VSD for open bone grafting promotes wound drainage and reduce bacterial infection from ambient environment [6]. More importantly, VSD promotes blood flow to the site of infection and thus could expedite the healing process. For these reasons, VSD has been increasingly used to treat tibial fracture with infected bone and soft tissue defect. The results from the current study showed comparable outcome between patients managed with BCS-T versus VSD, including the time of complete coverage of the bone defect with granulation tissue, wound healing time and bone defect healing time. But the covering material cost was significantly reduced in the BCS-T group, compared with VSD group ( average 5542 yuan) due to average number of changes about 4.2 for VSD. Considering the procedural simplicity and reduced materials cost, these findings support the use of BCS-T as a viable alternative to VSD.

Open bone grafting has been used to treat bone defect as long as 8 cm [6, 13], but it is generally accepted that bone defect should not exceed 4.0 cm for open bone grafting [12, 22]. In the current study, the average bone defect was 3.3 cm, with the maximum at 6.0 cm. Whether such a limit could be extended remains to be studied.
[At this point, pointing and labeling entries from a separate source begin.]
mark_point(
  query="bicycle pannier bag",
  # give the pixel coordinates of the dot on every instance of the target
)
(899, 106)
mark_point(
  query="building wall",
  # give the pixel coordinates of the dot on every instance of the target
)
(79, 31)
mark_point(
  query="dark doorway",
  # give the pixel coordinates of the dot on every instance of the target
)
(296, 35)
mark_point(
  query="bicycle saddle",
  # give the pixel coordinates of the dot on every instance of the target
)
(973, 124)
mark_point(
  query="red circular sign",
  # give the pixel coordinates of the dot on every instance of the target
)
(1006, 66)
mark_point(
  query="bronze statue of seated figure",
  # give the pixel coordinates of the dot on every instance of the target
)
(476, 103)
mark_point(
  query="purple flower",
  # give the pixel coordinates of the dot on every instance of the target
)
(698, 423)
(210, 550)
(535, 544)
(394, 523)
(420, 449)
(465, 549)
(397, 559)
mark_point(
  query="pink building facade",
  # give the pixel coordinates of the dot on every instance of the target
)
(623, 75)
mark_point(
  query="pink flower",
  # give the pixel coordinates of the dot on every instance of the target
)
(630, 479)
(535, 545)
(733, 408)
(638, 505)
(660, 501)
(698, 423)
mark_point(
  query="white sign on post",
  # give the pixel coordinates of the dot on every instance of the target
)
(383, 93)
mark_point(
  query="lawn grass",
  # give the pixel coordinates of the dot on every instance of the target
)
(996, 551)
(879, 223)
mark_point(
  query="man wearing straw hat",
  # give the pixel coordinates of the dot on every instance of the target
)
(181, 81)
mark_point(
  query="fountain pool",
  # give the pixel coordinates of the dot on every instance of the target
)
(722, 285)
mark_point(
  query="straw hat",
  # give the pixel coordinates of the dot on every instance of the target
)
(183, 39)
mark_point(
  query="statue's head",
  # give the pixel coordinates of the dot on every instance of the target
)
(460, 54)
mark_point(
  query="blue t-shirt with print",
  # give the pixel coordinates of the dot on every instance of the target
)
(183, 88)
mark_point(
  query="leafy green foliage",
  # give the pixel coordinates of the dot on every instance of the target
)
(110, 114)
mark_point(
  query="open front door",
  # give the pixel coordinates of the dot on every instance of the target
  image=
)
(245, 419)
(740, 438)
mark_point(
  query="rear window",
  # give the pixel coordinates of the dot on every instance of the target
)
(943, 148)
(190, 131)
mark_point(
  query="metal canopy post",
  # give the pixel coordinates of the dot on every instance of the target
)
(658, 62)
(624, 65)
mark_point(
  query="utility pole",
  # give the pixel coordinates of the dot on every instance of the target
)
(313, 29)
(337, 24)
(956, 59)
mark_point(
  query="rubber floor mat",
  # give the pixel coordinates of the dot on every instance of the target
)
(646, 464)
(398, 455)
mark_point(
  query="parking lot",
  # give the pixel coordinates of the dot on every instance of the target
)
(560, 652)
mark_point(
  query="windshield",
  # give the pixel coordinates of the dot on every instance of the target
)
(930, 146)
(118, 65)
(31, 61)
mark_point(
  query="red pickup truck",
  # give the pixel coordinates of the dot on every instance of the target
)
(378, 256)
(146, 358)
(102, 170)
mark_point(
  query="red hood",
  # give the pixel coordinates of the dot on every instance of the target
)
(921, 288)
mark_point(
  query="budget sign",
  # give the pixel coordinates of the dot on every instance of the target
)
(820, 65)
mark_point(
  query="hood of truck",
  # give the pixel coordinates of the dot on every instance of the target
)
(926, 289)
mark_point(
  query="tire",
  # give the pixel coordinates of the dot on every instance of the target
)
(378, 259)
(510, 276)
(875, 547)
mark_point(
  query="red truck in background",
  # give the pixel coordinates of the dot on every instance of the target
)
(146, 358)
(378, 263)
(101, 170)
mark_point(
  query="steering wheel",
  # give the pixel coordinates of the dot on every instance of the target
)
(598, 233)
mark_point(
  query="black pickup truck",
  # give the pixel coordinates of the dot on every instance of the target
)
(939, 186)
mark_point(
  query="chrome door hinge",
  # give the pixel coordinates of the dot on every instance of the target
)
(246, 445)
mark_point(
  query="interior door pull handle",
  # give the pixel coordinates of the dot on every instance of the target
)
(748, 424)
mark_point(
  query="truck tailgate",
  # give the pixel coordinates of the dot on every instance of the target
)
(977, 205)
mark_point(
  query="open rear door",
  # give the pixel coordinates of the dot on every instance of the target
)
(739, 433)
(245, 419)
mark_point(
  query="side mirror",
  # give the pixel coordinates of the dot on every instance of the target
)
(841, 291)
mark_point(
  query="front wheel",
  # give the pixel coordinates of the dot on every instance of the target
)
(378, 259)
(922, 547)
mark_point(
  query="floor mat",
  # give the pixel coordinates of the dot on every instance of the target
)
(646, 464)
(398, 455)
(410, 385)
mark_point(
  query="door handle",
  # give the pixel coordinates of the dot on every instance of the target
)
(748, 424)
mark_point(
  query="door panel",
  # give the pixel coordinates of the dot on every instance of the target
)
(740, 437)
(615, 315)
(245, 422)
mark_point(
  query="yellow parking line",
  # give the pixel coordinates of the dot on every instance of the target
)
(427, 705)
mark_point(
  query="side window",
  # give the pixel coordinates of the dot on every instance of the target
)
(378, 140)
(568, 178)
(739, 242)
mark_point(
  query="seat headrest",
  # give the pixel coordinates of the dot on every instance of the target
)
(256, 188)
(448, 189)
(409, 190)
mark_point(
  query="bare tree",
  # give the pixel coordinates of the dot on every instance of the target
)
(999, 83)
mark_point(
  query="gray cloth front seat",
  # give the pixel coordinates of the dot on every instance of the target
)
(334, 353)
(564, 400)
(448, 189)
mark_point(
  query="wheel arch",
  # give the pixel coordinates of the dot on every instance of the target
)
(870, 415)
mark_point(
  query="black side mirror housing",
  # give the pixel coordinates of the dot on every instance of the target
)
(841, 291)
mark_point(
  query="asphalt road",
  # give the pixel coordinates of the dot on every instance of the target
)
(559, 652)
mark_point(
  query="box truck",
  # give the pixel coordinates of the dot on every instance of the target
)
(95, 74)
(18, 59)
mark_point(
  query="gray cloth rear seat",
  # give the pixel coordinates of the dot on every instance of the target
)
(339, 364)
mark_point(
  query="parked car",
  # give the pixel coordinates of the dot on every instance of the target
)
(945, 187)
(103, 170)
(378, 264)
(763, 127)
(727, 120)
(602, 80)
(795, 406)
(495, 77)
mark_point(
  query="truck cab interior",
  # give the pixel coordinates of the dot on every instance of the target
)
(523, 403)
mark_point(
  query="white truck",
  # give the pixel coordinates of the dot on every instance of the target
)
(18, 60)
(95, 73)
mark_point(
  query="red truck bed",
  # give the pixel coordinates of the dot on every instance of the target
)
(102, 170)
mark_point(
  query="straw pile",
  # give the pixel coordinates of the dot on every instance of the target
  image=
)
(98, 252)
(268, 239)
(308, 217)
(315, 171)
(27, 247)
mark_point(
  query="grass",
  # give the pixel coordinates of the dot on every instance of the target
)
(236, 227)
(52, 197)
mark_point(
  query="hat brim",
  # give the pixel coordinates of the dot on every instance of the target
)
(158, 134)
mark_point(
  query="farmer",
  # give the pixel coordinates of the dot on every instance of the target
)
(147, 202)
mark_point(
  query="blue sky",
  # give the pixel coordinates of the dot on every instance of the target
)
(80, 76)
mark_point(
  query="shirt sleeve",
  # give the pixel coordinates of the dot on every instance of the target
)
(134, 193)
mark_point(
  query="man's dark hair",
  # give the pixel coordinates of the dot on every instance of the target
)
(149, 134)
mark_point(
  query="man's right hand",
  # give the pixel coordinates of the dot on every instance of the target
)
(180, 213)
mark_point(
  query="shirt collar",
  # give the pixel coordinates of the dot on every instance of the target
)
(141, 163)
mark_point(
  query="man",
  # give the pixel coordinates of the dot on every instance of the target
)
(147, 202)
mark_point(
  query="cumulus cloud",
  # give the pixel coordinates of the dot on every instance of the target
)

Based on our experience, key technical aspects for using BCS-T in the treatment of tibial fracture with infected bone and soft tissue include: (1) Stage I bone grafting should be conducted only in cases with complete debridement of the bone defect. In cases with less-than optimal debridement, the osseous cavity should be filled with bone cement chain beads first; stage II bone grafting should be conducted after removing the bone cement. In the current study, stage I bone grafting was conducted in 10 out of the 16 cases. (2) Caution must be taken to avoid thermal damage to the activity of superficial bone graft granules due to the release of heat upon bone cement polymerization. After adjusting for the the size and shape of the wound, the bone cement sheet must be removed from the wound quickly to allow solidification. (3) The bone cement piece must be secured with suture to avoid falling off. (4) Additional bone grafting may be necessary for large bone defect from superficial necrotic bone graft granules removed.

Conclusion

BCS-T is a viable alternative to VSD in managing tibial fracture with infected bone and soft tissue defect. It offers similar clinical outcomes with reduced nursing requirement and lower material cost. A key limitation in the current study was the retrospective design, and the presence of patient selection bias. Randomized controlled trials with large sample size are needed to verify our findings.